The Special Warrants shall be automatically exchanged for Units upon satisfaction of the following conditions (collectively the “Exercise Conditions”):
the completion of a consolidation of the outstanding common shares of the Company on a minimum of 8 (old) and a maximum of 10 (old) common shares for 1 (new) common share (the “Consolidation”);
receipt of approval of the TSX Venture Exchange for the Offering and the Consolidation; and
receipt of all regulatory approvals required for the Offering and the Consolidation.
The Company shall use reasonable efforts to satisfy the Exercise Conditions. In the event that the Exercise Conditions are not satisfied on the date that is six months after the closing date of the Offering, the Special Warrants shall be redeemed at the Purchase Price for the Special Warrants.
It is expected that the closing of the Offering will occur on or before October 15, 2015.
Foster & Associates Financial Services Inc. (“Foster”) will act as finder in connection with the Offering, and will be paid a commission equal to 8% of the gross proceeds of the Offering (satisfied through the issuance of Units or cash, at the option of Foster) and issue non-transferable broker warrants (“Broker Warrants”) equal to 8% of the Special Warrants issued pursuant to the Offering. Each Broker Warrant will entitle the holder to acquire Units at the Purchase Price (subject to adjustment following the Consolidation) for a period of two (2) years following the closing date of the Offering.

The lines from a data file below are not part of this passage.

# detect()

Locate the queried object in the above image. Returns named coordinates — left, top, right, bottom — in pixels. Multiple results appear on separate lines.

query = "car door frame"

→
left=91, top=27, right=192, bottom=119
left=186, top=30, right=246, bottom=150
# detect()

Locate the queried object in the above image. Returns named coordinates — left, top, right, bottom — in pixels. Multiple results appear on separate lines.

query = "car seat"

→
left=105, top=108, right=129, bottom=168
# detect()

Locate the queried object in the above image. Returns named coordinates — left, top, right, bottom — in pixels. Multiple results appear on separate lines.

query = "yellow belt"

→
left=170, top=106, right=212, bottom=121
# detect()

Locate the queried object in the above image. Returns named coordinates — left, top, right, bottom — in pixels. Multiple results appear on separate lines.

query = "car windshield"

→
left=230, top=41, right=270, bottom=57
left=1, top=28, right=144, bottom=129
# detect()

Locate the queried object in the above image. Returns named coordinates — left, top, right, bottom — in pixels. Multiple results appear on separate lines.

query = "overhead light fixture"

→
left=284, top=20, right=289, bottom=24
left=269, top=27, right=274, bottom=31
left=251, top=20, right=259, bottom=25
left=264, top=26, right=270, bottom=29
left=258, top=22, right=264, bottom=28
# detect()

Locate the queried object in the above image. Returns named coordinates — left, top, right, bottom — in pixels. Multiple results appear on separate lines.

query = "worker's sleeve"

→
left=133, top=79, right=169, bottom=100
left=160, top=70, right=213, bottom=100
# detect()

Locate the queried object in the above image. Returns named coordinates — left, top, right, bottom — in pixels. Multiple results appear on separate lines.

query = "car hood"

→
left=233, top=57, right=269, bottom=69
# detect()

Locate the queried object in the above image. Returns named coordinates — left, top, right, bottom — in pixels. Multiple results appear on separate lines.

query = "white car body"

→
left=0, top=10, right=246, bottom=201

This news release does not constitute an offer to sell or a solicitation of an offer to buy any of the securities in the United States. The securities have not been and will not be registered under the United States Securities Act of 1933, as amended (the “U.S. Securities Act”) or any state securities laws and may not be offered or sold within the United States or to U.S. Persons as defined under applicable United States securities laws unless registered under the U.S. Securities Act and applicable state securities laws or an exemption from such registration is available.
About the Company
Latin American Minerals Inc. is a mineral exploration company holding multiple gold and diamond properties in Paraguay. The Company’s focus has been the Independencia Mine property, which is fully permitted for gold extraction and heap-leach processing. Commercial scale bulk sampling and pilot-scale production have run continuously since February 2012. Additionally six large gold zones are ready for drill testing on the exploration claims adjacent to the Independencia Mine, also part of the Company’s large 15,020 hectare Paso Yobai gold project. In August 2015, the Company announced the appointment of Basil Roy Botha and Michael Ernle Hepworth, each having extensive capital market and management experience in the resource and mining sectors, to the board of directors of the Company, subject to clearance of Personal Information Forms by the TSX Venture Exchange.

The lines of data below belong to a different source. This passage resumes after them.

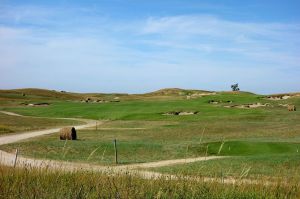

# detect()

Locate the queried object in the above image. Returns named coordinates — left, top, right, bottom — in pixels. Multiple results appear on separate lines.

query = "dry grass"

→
left=0, top=112, right=82, bottom=135
left=0, top=165, right=299, bottom=199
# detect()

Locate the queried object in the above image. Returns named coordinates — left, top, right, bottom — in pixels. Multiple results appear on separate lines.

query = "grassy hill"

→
left=1, top=87, right=300, bottom=197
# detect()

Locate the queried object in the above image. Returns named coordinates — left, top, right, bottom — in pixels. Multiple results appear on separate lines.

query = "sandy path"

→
left=119, top=156, right=225, bottom=169
left=0, top=111, right=23, bottom=116
left=0, top=149, right=264, bottom=185
left=0, top=111, right=261, bottom=185
left=0, top=121, right=96, bottom=145
left=93, top=127, right=146, bottom=130
left=0, top=111, right=223, bottom=169
left=0, top=149, right=223, bottom=183
left=0, top=111, right=97, bottom=145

For more information, please contact:
Basil Botha Chairman – Latin American Minerals Inc.
Vancouver: (604) 418-3856
Foster & Associates Financial Services Inc.Phone: (416) 369-3199
Toll Free: 1-800-559-8853
Neither the TSX Venture Exchange nor its Regulation Services Provider accepts responsibility for the adequacy or accuracy of this release.
Certain information regarding the Company contained in this press release may constitute forward-looking statements within the meaning of applicable securities laws. Forward-looking statements may include estimates, plans, opinions, forecasts, projections or other statements that are not statements of fact. Although the Company believes that expectations reflected in such forward-looking statements are reasonable, it can give no assurance that such expectations will prove to have been correct. The Company cautions that actual performance will be affected by a number of factors, many of which are beyond the Company’s control, and that future events and results may vary substantially from what the Company currently foresees.